By Nicholas Diunte
Tom Sowinski’s presence on the baseball field was always noticeable, whether it was his 6-foot-2 frame bearing down at hitters atop the pitcher’s mound, or his watchful eye from the confines of the dugout.
For more than 40 years, Sowinski remained deeply ingrained in the local baseball community as a player and coach.
On Aug. 7, Queens lost one of its most precious baseball roots when Sowinski died suddenly while playing golf. He was 68.
The Howard Beach resident first made headlines as a pitcher when he earned two-time All-City MVP honors at Archbishop Molloy under the late Jack Curran. He took his talents to Jack Kaiser’s club at St. John’s University, guiding them to a Cinderella run in the 1968 College World Series.
He went 2-0 and garnered an All-Tournament selection alongside USC’s Bill “Spaceman” Lee.
His sweeping performance at the College World Series warranted a 25th round selection by the Los Angeles Dodgers in the 1968 Major League Baseball draft. He spent three seasons in their minor league system that was briefly interrupted by military service in 1969.
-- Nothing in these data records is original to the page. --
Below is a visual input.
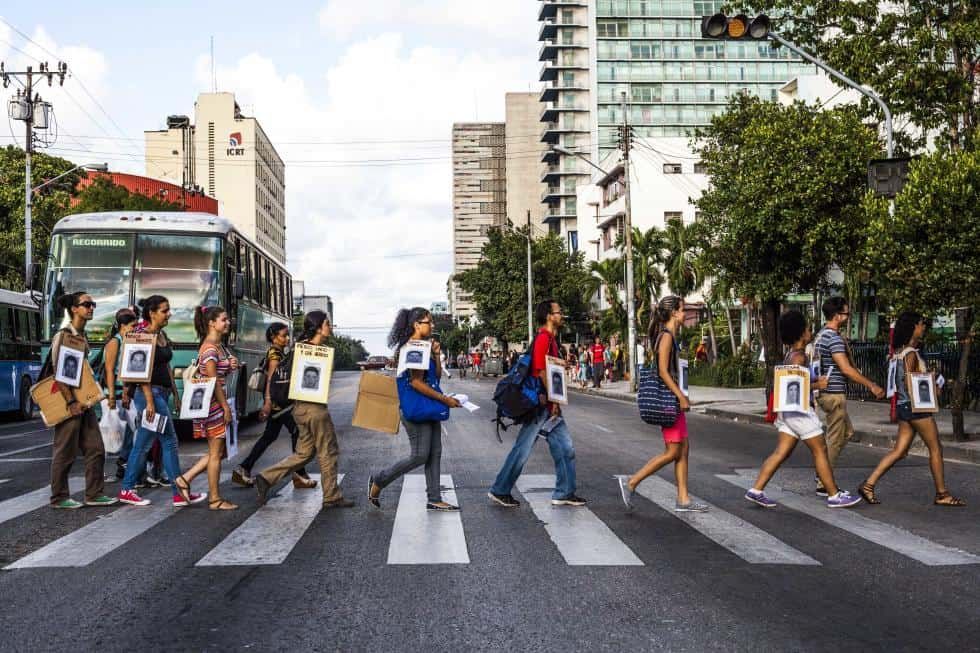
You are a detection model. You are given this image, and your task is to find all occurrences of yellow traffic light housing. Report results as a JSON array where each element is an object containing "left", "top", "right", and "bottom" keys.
[{"left": 701, "top": 13, "right": 771, "bottom": 40}]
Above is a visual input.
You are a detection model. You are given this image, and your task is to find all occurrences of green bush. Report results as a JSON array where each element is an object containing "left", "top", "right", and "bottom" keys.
[{"left": 689, "top": 347, "right": 764, "bottom": 388}]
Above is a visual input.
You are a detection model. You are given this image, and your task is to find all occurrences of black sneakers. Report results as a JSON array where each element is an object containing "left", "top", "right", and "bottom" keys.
[
  {"left": 552, "top": 495, "right": 587, "bottom": 507},
  {"left": 488, "top": 492, "right": 520, "bottom": 507}
]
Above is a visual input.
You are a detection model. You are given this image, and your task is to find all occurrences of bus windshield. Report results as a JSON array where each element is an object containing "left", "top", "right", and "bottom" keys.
[
  {"left": 45, "top": 233, "right": 134, "bottom": 342},
  {"left": 45, "top": 233, "right": 222, "bottom": 343},
  {"left": 133, "top": 234, "right": 221, "bottom": 342}
]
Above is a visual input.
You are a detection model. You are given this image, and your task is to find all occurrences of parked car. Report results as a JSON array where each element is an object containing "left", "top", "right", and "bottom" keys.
[
  {"left": 357, "top": 356, "right": 391, "bottom": 371},
  {"left": 483, "top": 356, "right": 504, "bottom": 377}
]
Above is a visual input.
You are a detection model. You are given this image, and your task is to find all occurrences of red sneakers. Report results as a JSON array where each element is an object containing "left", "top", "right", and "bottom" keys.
[
  {"left": 172, "top": 492, "right": 208, "bottom": 508},
  {"left": 117, "top": 489, "right": 150, "bottom": 506}
]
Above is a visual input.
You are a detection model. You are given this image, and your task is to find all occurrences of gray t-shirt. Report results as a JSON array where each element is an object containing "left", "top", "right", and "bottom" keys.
[{"left": 815, "top": 328, "right": 847, "bottom": 394}]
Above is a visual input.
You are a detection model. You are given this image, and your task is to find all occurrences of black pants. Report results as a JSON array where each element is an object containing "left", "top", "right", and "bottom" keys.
[{"left": 240, "top": 409, "right": 308, "bottom": 477}]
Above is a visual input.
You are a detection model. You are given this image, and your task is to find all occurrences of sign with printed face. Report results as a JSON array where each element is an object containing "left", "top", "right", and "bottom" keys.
[
  {"left": 545, "top": 356, "right": 568, "bottom": 404},
  {"left": 397, "top": 340, "right": 432, "bottom": 377},
  {"left": 288, "top": 343, "right": 334, "bottom": 404},
  {"left": 678, "top": 358, "right": 690, "bottom": 398},
  {"left": 179, "top": 376, "right": 216, "bottom": 420},
  {"left": 119, "top": 333, "right": 156, "bottom": 383},
  {"left": 907, "top": 372, "right": 938, "bottom": 413},
  {"left": 225, "top": 397, "right": 239, "bottom": 459},
  {"left": 54, "top": 333, "right": 87, "bottom": 388},
  {"left": 886, "top": 359, "right": 898, "bottom": 399},
  {"left": 773, "top": 365, "right": 810, "bottom": 413}
]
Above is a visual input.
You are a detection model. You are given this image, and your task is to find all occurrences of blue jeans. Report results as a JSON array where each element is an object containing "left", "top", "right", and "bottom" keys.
[
  {"left": 122, "top": 387, "right": 182, "bottom": 493},
  {"left": 490, "top": 411, "right": 576, "bottom": 500}
]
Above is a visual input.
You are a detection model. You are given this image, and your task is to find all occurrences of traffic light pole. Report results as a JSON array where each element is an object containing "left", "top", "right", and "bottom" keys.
[{"left": 769, "top": 32, "right": 893, "bottom": 158}]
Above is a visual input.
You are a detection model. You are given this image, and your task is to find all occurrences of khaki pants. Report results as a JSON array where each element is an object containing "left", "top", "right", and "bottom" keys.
[
  {"left": 51, "top": 408, "right": 105, "bottom": 503},
  {"left": 258, "top": 402, "right": 343, "bottom": 504},
  {"left": 816, "top": 393, "right": 854, "bottom": 467}
]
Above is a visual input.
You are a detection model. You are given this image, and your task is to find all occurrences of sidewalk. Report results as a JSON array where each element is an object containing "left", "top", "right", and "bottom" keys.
[{"left": 570, "top": 380, "right": 980, "bottom": 465}]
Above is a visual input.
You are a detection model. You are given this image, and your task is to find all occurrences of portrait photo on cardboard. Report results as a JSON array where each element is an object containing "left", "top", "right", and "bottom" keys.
[
  {"left": 179, "top": 376, "right": 216, "bottom": 420},
  {"left": 288, "top": 342, "right": 334, "bottom": 404},
  {"left": 908, "top": 372, "right": 938, "bottom": 412},
  {"left": 55, "top": 344, "right": 85, "bottom": 388},
  {"left": 396, "top": 339, "right": 432, "bottom": 376},
  {"left": 545, "top": 356, "right": 568, "bottom": 404},
  {"left": 773, "top": 365, "right": 810, "bottom": 412},
  {"left": 119, "top": 333, "right": 156, "bottom": 383}
]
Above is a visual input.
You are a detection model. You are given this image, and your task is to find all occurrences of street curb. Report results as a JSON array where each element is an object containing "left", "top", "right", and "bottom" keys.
[{"left": 570, "top": 387, "right": 980, "bottom": 465}]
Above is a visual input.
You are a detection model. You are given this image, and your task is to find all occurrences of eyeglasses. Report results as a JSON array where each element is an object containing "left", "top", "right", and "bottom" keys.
[
  {"left": 417, "top": 320, "right": 433, "bottom": 325},
  {"left": 550, "top": 311, "right": 564, "bottom": 316},
  {"left": 77, "top": 301, "right": 97, "bottom": 309}
]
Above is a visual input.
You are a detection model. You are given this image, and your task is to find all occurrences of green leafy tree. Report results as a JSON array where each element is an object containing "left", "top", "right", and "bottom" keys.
[
  {"left": 615, "top": 226, "right": 667, "bottom": 330},
  {"left": 73, "top": 176, "right": 182, "bottom": 214},
  {"left": 456, "top": 226, "right": 592, "bottom": 347},
  {"left": 694, "top": 96, "right": 880, "bottom": 374},
  {"left": 663, "top": 217, "right": 700, "bottom": 298},
  {"left": 586, "top": 258, "right": 627, "bottom": 344},
  {"left": 863, "top": 149, "right": 980, "bottom": 439},
  {"left": 326, "top": 334, "right": 370, "bottom": 371},
  {"left": 744, "top": 1, "right": 980, "bottom": 151}
]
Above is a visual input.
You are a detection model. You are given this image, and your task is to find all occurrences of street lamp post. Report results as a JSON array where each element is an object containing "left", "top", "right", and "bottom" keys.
[
  {"left": 553, "top": 144, "right": 638, "bottom": 392},
  {"left": 27, "top": 162, "right": 107, "bottom": 281}
]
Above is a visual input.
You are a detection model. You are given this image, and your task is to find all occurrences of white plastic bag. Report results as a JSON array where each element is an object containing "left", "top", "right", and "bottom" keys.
[
  {"left": 98, "top": 399, "right": 124, "bottom": 453},
  {"left": 119, "top": 404, "right": 138, "bottom": 439}
]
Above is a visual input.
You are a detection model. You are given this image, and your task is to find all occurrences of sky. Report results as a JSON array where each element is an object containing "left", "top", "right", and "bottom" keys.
[{"left": 0, "top": 1, "right": 541, "bottom": 354}]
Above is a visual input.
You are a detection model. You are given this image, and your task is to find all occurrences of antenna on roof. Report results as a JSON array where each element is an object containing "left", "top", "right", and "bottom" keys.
[{"left": 210, "top": 36, "right": 216, "bottom": 92}]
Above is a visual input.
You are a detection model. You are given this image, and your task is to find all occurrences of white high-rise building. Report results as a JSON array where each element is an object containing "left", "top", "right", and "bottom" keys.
[{"left": 145, "top": 92, "right": 286, "bottom": 263}]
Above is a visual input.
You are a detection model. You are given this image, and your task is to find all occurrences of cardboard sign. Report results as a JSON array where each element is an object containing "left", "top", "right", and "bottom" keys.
[
  {"left": 225, "top": 397, "right": 239, "bottom": 459},
  {"left": 907, "top": 372, "right": 938, "bottom": 413},
  {"left": 288, "top": 342, "right": 334, "bottom": 404},
  {"left": 773, "top": 365, "right": 810, "bottom": 413},
  {"left": 54, "top": 333, "right": 87, "bottom": 388},
  {"left": 351, "top": 371, "right": 400, "bottom": 434},
  {"left": 179, "top": 376, "right": 216, "bottom": 420},
  {"left": 545, "top": 355, "right": 568, "bottom": 404},
  {"left": 886, "top": 359, "right": 898, "bottom": 399},
  {"left": 678, "top": 358, "right": 690, "bottom": 397},
  {"left": 397, "top": 340, "right": 432, "bottom": 376},
  {"left": 31, "top": 361, "right": 105, "bottom": 427},
  {"left": 119, "top": 332, "right": 157, "bottom": 383}
]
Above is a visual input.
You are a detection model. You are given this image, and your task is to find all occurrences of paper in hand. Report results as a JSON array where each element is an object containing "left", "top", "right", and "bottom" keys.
[{"left": 141, "top": 412, "right": 167, "bottom": 433}]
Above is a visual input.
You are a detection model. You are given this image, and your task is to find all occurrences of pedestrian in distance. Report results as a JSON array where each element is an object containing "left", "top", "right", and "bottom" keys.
[
  {"left": 618, "top": 296, "right": 708, "bottom": 512},
  {"left": 814, "top": 297, "right": 885, "bottom": 495},
  {"left": 48, "top": 292, "right": 118, "bottom": 509},
  {"left": 117, "top": 296, "right": 205, "bottom": 508},
  {"left": 488, "top": 299, "right": 586, "bottom": 508},
  {"left": 255, "top": 310, "right": 354, "bottom": 510},
  {"left": 578, "top": 345, "right": 590, "bottom": 389},
  {"left": 368, "top": 308, "right": 461, "bottom": 511},
  {"left": 472, "top": 350, "right": 483, "bottom": 381},
  {"left": 102, "top": 307, "right": 140, "bottom": 481},
  {"left": 744, "top": 310, "right": 861, "bottom": 509},
  {"left": 859, "top": 312, "right": 965, "bottom": 507},
  {"left": 178, "top": 306, "right": 241, "bottom": 510},
  {"left": 590, "top": 336, "right": 605, "bottom": 389},
  {"left": 233, "top": 322, "right": 315, "bottom": 490},
  {"left": 457, "top": 352, "right": 467, "bottom": 379}
]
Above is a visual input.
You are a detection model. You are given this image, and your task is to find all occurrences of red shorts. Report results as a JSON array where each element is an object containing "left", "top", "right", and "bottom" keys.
[{"left": 662, "top": 411, "right": 689, "bottom": 443}]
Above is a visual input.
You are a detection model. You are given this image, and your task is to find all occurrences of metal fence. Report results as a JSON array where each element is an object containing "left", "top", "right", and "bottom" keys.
[{"left": 847, "top": 342, "right": 980, "bottom": 408}]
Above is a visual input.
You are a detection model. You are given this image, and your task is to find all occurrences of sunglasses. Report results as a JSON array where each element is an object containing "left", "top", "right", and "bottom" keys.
[{"left": 77, "top": 301, "right": 97, "bottom": 309}]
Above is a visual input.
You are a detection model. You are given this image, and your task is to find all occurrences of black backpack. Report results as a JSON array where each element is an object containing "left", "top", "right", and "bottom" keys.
[
  {"left": 490, "top": 332, "right": 547, "bottom": 442},
  {"left": 268, "top": 349, "right": 294, "bottom": 408}
]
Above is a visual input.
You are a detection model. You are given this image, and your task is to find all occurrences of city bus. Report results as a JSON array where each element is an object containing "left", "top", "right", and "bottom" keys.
[
  {"left": 0, "top": 289, "right": 42, "bottom": 420},
  {"left": 41, "top": 211, "right": 293, "bottom": 418}
]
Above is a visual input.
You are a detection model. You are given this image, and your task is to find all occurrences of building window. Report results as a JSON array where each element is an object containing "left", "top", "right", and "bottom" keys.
[
  {"left": 663, "top": 163, "right": 683, "bottom": 174},
  {"left": 694, "top": 161, "right": 708, "bottom": 174},
  {"left": 568, "top": 230, "right": 579, "bottom": 253},
  {"left": 664, "top": 211, "right": 683, "bottom": 223}
]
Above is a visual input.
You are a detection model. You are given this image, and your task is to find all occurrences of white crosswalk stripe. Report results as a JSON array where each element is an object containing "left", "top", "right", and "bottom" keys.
[
  {"left": 0, "top": 479, "right": 10, "bottom": 484},
  {"left": 387, "top": 474, "right": 469, "bottom": 565},
  {"left": 514, "top": 474, "right": 643, "bottom": 566},
  {"left": 717, "top": 474, "right": 980, "bottom": 566},
  {"left": 0, "top": 477, "right": 83, "bottom": 527},
  {"left": 197, "top": 474, "right": 332, "bottom": 567},
  {"left": 629, "top": 476, "right": 820, "bottom": 565},
  {"left": 5, "top": 475, "right": 222, "bottom": 569}
]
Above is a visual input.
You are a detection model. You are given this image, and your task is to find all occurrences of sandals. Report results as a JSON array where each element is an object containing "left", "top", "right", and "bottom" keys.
[
  {"left": 934, "top": 491, "right": 966, "bottom": 507},
  {"left": 209, "top": 498, "right": 238, "bottom": 511},
  {"left": 858, "top": 482, "right": 880, "bottom": 505},
  {"left": 368, "top": 476, "right": 381, "bottom": 509},
  {"left": 174, "top": 475, "right": 193, "bottom": 503}
]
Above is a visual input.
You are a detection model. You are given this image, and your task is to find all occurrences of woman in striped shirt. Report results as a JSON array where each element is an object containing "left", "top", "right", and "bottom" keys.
[{"left": 181, "top": 305, "right": 239, "bottom": 510}]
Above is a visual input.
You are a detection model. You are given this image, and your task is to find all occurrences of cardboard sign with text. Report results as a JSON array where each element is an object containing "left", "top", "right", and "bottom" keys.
[
  {"left": 32, "top": 360, "right": 105, "bottom": 427},
  {"left": 352, "top": 371, "right": 401, "bottom": 434},
  {"left": 288, "top": 343, "right": 334, "bottom": 404}
]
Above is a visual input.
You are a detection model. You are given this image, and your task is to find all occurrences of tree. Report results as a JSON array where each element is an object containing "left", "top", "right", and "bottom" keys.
[
  {"left": 326, "top": 334, "right": 370, "bottom": 371},
  {"left": 587, "top": 258, "right": 627, "bottom": 344},
  {"left": 663, "top": 217, "right": 700, "bottom": 298},
  {"left": 73, "top": 176, "right": 182, "bottom": 214},
  {"left": 619, "top": 226, "right": 667, "bottom": 330},
  {"left": 694, "top": 96, "right": 881, "bottom": 376},
  {"left": 745, "top": 1, "right": 980, "bottom": 151},
  {"left": 863, "top": 149, "right": 980, "bottom": 439},
  {"left": 456, "top": 226, "right": 592, "bottom": 347}
]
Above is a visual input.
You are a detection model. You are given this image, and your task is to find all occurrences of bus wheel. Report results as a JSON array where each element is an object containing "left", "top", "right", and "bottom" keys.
[{"left": 18, "top": 378, "right": 33, "bottom": 421}]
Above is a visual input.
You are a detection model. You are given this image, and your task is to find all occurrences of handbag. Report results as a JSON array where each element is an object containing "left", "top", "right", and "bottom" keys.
[
  {"left": 397, "top": 360, "right": 450, "bottom": 422},
  {"left": 637, "top": 331, "right": 679, "bottom": 427},
  {"left": 247, "top": 360, "right": 267, "bottom": 392}
]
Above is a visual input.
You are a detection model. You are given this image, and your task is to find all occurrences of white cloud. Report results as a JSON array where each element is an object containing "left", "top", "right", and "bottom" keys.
[
  {"left": 198, "top": 32, "right": 536, "bottom": 353},
  {"left": 318, "top": 0, "right": 536, "bottom": 42}
]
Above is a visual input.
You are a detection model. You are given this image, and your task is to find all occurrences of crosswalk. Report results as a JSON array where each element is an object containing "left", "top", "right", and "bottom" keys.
[{"left": 1, "top": 471, "right": 976, "bottom": 570}]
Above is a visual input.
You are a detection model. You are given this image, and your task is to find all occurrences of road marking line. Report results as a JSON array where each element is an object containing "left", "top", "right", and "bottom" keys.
[
  {"left": 387, "top": 474, "right": 469, "bottom": 565},
  {"left": 5, "top": 474, "right": 225, "bottom": 569},
  {"left": 196, "top": 474, "right": 332, "bottom": 567},
  {"left": 514, "top": 474, "right": 643, "bottom": 566},
  {"left": 628, "top": 475, "right": 819, "bottom": 565},
  {"left": 593, "top": 424, "right": 612, "bottom": 433},
  {"left": 0, "top": 428, "right": 48, "bottom": 442},
  {"left": 0, "top": 477, "right": 84, "bottom": 526},
  {"left": 0, "top": 457, "right": 52, "bottom": 462},
  {"left": 0, "top": 479, "right": 9, "bottom": 484},
  {"left": 0, "top": 442, "right": 52, "bottom": 457},
  {"left": 717, "top": 474, "right": 980, "bottom": 566}
]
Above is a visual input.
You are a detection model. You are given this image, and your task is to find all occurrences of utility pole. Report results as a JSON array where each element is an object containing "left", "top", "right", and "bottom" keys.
[
  {"left": 526, "top": 209, "right": 534, "bottom": 344},
  {"left": 620, "top": 91, "right": 638, "bottom": 393},
  {"left": 2, "top": 61, "right": 68, "bottom": 283}
]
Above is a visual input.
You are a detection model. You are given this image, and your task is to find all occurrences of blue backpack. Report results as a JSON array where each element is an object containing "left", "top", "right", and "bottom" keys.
[{"left": 491, "top": 333, "right": 547, "bottom": 442}]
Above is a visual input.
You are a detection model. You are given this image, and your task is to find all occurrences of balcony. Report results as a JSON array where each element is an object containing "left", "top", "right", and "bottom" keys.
[
  {"left": 541, "top": 165, "right": 587, "bottom": 184},
  {"left": 542, "top": 186, "right": 577, "bottom": 203},
  {"left": 540, "top": 80, "right": 589, "bottom": 103},
  {"left": 540, "top": 103, "right": 588, "bottom": 123},
  {"left": 544, "top": 207, "right": 577, "bottom": 224},
  {"left": 538, "top": 39, "right": 588, "bottom": 61},
  {"left": 540, "top": 121, "right": 589, "bottom": 144},
  {"left": 540, "top": 60, "right": 588, "bottom": 82},
  {"left": 539, "top": 19, "right": 589, "bottom": 41},
  {"left": 538, "top": 0, "right": 588, "bottom": 22}
]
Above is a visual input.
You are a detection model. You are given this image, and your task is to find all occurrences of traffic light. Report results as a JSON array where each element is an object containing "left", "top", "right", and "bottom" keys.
[{"left": 701, "top": 13, "right": 771, "bottom": 40}]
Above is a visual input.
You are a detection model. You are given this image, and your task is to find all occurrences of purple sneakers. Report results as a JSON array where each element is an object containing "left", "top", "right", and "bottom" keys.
[
  {"left": 827, "top": 490, "right": 862, "bottom": 508},
  {"left": 745, "top": 489, "right": 778, "bottom": 508}
]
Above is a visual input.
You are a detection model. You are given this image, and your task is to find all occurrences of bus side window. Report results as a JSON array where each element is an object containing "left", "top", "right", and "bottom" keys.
[
  {"left": 16, "top": 309, "right": 30, "bottom": 344},
  {"left": 7, "top": 308, "right": 17, "bottom": 342}
]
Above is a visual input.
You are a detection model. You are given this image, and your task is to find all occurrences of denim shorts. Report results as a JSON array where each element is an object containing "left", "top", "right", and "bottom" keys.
[{"left": 896, "top": 402, "right": 931, "bottom": 423}]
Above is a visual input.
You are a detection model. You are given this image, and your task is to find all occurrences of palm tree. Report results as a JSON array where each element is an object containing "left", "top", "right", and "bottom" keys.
[
  {"left": 613, "top": 226, "right": 667, "bottom": 332},
  {"left": 587, "top": 258, "right": 627, "bottom": 344},
  {"left": 663, "top": 217, "right": 701, "bottom": 298}
]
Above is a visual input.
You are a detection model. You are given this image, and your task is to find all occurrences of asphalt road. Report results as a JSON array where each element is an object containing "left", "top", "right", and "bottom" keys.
[{"left": 0, "top": 371, "right": 977, "bottom": 652}]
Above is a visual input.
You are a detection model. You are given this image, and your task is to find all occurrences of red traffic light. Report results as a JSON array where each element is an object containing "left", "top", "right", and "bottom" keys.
[{"left": 701, "top": 13, "right": 771, "bottom": 40}]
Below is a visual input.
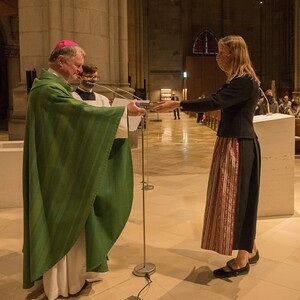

While playing with future Dodgers mainstays Ron Cey and Davey Lopes, Sowinski sensed he was not among their priorities despite posting a winning career record of 15-8.
“I asked for my release,” Sowinski said in a 2013 interview. “I wasn’t going to be a career Minor Leaguer.”
While he never reached the pinnacle of the Major Leagues, his feats as an amateur were notably recognized at the high school and collegiate levels. He was inducted into that Hall of Fame at both SJU and Archbishop Molloy. His 11-win season in 1968 still stands tall in the St. John’s record books, even over future Cy Young Award winner Frank Viola.
Returning to Queens after his sojourn with the Dodgers, Sowinski slowly made his way back into the baseball scene, first coaching at Adelphi University from 1985-99 and then making stops at Queensborough Community College and Manhattan College before settling in at Queens College as its head coach in fall 2009.
He inherited a tough job at Queens, attempting to transform a program that had not have a winning season since 1998. Undaunted by the task, Sowinski took the same bulldog approach with the program that he did on the mound.
“I came here for the challenge,” he said.
In his four seasons at Queens College, he worked hard at building the Division II program at a public school that lacked the bells and whistles of the other private schools in their conference.
His devotion to the program was noted in a release by the school’s athletic department: “Coach Sowinski was a man of passion and love for the game and the student-athletes.”